Donald Sterling’s 26-page answer to the NBA’s charges against him cites the league for hypocrisy in its ban-for-life punishment of him when it meted out a $100,000 fine when Kobe Bryant called a referee a nasty name aimed at homosexuals on national television. Sterling’s attorneys call the NBA’s hearings on the matter “sham proceedings.”
The brief also cites Shaquille O’Neal’s eleven-year-old attempt at humor, “Tell Yao Ming, ‘ching chong yang wah ah soh,'” and donations to pro-traditional-marriage groups by fellow owner Rich DeVos, as controversial acts unnoticed by NBA punishers. Though it doesn’t mention Shaq, de Vos, and several others by name, the brief referencing the transgressions, real and imagined, of well-known figures will not win Sterling any new friends. Like his public barbs against Magic Johnson, Sterling didn’t hesitate to criticize a famous Los Angeles Lakers player by name in calling out Kobe.
Sterling also challenges the facts presented against him as out of context. “Sterling was engaged in a lovers’ tiff stemming from his jealous reaction to Ms. Stiviano’s statement that she was going to ‘bring four gorgeous black guys to the game,'” the response to the NBA alleges. “Mr. Sterling’s ego was obviously bruised by this remark suggesting that she was cavorting with younger, ‘gorgeous’ men. It’s facially ludicrous that what Mr. Sterling said in these circumstances could produce the equivalent of a death penalty while Kobe Bryant called a referee a ‘f–ing f—–‘ on national television sustaining only a modest $100,000 fine.”

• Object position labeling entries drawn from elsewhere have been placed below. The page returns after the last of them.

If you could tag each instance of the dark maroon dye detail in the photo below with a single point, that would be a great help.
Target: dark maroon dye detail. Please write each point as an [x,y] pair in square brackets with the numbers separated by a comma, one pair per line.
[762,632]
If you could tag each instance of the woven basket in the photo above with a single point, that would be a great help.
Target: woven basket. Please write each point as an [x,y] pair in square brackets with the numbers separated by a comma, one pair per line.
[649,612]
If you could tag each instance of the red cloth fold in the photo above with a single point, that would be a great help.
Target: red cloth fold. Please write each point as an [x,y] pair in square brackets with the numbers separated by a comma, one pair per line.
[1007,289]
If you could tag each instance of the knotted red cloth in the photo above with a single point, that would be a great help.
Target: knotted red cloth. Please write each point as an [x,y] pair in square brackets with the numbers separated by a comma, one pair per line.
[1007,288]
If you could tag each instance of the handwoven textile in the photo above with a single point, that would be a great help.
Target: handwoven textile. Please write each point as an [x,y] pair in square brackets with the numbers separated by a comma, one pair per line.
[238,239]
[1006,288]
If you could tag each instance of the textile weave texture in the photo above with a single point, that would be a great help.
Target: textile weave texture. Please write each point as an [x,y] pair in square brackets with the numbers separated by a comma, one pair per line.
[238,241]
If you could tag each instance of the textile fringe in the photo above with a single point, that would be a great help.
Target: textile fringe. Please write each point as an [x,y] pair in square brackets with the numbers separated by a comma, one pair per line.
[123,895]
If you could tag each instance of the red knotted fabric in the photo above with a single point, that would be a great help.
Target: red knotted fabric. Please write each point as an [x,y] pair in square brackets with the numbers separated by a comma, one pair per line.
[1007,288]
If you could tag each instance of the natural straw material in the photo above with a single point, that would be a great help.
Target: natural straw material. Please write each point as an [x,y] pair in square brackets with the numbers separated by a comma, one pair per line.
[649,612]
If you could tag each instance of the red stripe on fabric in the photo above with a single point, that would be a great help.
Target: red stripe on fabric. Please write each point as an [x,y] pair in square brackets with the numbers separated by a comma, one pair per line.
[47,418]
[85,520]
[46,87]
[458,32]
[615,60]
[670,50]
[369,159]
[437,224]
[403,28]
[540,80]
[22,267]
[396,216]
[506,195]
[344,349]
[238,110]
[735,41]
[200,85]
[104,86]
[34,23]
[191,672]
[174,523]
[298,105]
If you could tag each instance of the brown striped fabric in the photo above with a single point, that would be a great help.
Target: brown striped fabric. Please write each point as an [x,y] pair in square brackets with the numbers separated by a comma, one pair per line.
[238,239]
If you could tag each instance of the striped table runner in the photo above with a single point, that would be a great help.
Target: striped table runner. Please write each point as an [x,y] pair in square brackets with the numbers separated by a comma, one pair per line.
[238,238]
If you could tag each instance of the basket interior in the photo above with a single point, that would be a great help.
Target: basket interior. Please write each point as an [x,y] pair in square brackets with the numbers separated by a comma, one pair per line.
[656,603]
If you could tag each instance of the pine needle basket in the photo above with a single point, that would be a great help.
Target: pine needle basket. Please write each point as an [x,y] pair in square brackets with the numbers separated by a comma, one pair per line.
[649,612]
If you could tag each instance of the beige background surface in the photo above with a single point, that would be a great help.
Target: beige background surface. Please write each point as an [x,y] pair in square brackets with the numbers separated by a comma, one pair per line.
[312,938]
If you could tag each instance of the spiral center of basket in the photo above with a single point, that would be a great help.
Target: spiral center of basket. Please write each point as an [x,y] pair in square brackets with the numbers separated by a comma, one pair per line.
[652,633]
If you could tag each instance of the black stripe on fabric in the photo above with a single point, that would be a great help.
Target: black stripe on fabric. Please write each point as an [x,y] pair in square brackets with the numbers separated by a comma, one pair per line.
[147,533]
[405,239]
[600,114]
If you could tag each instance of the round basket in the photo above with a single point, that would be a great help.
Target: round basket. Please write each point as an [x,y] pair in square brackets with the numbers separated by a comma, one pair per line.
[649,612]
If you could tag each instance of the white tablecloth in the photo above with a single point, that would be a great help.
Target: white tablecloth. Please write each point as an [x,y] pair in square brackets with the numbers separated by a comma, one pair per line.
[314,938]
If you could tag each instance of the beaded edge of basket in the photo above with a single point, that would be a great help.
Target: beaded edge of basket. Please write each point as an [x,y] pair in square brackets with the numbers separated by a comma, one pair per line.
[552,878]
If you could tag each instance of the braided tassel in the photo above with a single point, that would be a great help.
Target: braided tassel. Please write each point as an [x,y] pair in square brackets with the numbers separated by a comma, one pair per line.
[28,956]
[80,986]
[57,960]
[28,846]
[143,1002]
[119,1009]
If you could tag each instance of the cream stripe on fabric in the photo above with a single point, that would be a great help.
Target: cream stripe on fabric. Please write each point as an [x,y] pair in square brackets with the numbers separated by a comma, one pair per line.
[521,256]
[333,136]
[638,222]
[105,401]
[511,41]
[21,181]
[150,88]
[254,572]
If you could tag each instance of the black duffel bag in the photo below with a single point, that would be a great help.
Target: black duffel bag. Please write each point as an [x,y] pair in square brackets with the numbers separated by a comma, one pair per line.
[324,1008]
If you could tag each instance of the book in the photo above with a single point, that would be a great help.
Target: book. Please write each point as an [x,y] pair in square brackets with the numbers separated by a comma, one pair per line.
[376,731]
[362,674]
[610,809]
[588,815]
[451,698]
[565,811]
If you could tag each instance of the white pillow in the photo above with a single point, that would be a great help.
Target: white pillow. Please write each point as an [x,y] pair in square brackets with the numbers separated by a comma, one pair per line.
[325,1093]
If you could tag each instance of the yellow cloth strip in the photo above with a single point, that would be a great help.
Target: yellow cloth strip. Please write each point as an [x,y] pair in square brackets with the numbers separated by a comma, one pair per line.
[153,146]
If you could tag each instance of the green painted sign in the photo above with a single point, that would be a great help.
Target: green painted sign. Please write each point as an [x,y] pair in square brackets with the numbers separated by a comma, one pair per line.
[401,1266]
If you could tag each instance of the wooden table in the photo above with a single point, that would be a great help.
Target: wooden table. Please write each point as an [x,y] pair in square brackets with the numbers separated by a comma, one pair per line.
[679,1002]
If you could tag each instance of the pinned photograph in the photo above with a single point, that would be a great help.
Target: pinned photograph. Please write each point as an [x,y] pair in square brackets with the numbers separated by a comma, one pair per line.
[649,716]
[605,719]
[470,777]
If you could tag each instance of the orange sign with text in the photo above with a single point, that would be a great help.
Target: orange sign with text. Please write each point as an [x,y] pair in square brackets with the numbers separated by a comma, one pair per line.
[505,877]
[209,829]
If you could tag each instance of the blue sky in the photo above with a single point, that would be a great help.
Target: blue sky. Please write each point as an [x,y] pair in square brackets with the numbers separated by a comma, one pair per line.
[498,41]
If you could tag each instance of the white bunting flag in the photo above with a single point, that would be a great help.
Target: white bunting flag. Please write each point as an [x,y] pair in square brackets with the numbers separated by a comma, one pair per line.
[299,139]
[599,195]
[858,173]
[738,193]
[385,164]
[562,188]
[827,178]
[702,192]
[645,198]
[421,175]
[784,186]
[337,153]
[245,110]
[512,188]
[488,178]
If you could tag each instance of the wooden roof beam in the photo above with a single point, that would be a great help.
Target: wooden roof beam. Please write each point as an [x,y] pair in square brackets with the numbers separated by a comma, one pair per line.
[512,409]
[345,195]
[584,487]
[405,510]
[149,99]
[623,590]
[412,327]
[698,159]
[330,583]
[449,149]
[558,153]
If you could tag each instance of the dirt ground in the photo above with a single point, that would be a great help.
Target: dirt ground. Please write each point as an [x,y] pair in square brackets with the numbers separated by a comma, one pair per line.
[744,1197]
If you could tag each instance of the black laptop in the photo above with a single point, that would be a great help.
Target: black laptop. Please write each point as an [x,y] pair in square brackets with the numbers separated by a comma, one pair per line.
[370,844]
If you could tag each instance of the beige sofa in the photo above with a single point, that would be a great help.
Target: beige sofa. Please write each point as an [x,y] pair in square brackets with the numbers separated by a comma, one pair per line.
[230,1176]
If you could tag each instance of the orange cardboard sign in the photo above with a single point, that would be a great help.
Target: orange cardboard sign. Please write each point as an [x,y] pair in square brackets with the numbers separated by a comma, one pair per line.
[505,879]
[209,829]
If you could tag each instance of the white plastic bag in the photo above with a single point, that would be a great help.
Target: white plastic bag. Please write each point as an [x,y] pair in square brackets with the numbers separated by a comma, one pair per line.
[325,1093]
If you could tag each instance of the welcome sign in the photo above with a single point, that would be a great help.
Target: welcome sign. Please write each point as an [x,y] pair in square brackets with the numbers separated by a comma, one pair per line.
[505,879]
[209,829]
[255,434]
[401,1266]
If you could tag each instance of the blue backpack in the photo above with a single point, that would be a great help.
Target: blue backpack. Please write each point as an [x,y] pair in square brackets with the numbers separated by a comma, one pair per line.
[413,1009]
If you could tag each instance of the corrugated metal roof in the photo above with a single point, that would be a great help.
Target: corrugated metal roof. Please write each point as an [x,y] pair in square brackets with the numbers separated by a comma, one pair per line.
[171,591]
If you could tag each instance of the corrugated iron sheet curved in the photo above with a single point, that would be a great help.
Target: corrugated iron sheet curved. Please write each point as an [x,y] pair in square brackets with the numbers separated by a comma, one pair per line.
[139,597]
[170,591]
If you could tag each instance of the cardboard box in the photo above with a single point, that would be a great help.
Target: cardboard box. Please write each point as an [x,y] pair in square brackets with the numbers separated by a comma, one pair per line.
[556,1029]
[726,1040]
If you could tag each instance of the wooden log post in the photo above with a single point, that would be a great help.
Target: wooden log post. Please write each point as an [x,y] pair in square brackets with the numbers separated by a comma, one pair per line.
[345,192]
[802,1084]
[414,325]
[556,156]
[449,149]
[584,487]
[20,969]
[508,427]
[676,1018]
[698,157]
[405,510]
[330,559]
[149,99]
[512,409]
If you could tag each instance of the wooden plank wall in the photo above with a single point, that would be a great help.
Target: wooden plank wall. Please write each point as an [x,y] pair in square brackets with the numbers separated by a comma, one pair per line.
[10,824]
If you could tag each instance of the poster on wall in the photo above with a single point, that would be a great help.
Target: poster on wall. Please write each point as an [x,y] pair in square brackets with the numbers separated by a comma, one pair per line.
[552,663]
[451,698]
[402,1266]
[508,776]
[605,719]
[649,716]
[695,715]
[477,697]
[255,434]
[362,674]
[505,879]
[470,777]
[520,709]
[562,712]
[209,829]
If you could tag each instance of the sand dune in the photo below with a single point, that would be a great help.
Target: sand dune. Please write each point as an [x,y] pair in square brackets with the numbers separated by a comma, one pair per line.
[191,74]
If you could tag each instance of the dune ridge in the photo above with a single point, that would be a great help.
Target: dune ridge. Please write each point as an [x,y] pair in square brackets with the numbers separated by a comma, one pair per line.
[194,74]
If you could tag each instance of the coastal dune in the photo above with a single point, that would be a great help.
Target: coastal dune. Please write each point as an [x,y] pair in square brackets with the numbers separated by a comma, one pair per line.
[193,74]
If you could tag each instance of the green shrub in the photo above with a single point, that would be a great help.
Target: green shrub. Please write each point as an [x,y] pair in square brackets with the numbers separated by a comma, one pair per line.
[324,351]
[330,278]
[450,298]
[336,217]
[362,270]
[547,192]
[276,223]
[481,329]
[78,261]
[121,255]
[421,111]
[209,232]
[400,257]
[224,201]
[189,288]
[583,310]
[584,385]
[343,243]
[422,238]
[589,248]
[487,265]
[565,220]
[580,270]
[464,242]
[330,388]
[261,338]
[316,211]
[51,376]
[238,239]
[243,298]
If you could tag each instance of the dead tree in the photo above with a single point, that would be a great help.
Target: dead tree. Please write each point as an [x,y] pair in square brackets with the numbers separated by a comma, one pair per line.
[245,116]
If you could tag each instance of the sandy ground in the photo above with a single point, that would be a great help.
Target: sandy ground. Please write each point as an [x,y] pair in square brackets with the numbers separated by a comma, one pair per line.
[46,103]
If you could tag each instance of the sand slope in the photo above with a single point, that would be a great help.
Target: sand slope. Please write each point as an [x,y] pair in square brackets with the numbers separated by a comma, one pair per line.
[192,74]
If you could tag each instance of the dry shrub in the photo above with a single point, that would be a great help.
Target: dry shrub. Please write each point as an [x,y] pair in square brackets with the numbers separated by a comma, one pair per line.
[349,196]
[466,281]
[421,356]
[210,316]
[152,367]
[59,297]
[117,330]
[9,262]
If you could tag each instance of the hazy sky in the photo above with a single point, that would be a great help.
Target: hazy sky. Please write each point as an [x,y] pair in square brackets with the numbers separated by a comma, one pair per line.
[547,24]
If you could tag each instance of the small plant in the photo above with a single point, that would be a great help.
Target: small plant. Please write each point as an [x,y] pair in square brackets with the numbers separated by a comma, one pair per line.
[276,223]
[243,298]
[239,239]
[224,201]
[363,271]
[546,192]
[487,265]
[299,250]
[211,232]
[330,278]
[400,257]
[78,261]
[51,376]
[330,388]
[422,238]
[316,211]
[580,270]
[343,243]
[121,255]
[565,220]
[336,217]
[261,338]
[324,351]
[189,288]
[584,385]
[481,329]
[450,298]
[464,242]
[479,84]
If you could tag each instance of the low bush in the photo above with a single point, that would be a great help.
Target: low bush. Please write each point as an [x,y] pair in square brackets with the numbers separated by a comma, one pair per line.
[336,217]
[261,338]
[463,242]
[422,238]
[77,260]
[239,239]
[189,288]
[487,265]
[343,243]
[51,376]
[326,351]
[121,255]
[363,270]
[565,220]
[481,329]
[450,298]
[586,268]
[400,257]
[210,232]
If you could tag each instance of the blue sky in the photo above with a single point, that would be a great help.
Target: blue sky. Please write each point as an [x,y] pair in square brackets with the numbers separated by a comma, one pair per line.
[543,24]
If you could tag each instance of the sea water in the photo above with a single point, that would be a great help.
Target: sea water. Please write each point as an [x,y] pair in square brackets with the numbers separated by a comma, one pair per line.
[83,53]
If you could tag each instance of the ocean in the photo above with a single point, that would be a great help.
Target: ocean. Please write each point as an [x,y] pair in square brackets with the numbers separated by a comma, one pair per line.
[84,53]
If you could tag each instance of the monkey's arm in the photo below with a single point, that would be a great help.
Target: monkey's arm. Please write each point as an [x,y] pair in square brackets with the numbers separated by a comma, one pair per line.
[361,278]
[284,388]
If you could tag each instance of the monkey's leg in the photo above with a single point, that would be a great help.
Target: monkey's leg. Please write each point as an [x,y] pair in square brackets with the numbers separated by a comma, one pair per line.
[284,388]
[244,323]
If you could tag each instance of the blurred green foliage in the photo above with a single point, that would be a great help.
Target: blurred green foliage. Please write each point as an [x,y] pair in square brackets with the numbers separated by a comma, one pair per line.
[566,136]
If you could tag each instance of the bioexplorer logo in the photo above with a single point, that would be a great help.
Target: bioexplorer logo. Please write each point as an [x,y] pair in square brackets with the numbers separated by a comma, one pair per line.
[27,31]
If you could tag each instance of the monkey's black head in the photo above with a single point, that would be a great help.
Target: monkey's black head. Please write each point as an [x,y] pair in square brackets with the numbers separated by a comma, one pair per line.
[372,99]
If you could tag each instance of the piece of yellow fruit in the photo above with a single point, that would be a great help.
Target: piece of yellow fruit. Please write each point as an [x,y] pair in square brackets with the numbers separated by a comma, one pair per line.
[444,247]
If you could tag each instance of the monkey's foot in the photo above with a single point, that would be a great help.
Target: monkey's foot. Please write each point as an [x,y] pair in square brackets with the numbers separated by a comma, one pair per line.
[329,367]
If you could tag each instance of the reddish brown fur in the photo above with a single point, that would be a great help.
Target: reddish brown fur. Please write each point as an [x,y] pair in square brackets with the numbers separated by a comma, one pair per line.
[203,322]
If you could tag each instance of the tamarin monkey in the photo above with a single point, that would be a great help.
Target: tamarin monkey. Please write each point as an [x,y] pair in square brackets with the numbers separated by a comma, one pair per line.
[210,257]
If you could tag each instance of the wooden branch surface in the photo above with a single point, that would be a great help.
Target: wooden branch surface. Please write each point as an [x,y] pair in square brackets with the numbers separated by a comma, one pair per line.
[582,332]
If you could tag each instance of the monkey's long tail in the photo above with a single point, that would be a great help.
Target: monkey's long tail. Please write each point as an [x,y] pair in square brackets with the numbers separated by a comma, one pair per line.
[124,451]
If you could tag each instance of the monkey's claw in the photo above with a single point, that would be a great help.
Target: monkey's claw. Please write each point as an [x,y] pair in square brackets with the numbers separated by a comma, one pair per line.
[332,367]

Sterling’s team points out that players committing violent crimes, rather than merely saying something offensive, have been subject to far more lenient NBA discipline. They note the haste with which the proceedings have progressed, charge that the NBA constitution doesn’t empower the league to expel Sterling, complain that locking Sterling out of his Staples Center office prevents him from mounting a strong defense, and allege that since owners have already decided that they will vote to expel Sterling any hearing on the matter constitutes a farce. The brief claims:
The NBA’s use of this illegal recording constitutes a clear and blatan violation of Mr. Sterling’s California constitutional rights. The authors of the charge did not have the courage, decency, or honesty to acknowledge the circumstances surrounding Mr. Sterling’s jealous rant or even that the source of their information was borne from the ‘fruit of the poisonous tree.’ So, in reality, Mr. Sterling is being banned for life, fined $2.5 million, and stripped of his ownership for a purely private conversation with his lover that he did not know was being recorded and that he never intended would see the light of day. We do not believe a court in the United States of America will enforce the draconian penalties imposed on Mr. Sterling in these circumstances, and indeed, we believe that preservation of Mr. Sterling’s constitutional rights requires that these sham proceedings be terminated in Mr. Sterling’s favor.
The brief cites substantial capital gains taxes totaling into the hundreds of millions of dollars as one of the ways in which the NBA forcing a sale would harm the Sterling family. Sterling’s representatives argue, “No owner, coach, or player has ever been fined close to $2.5 million, banned for life, and forced to sell their property for any offense, let alone an alleged private speech-related offense.”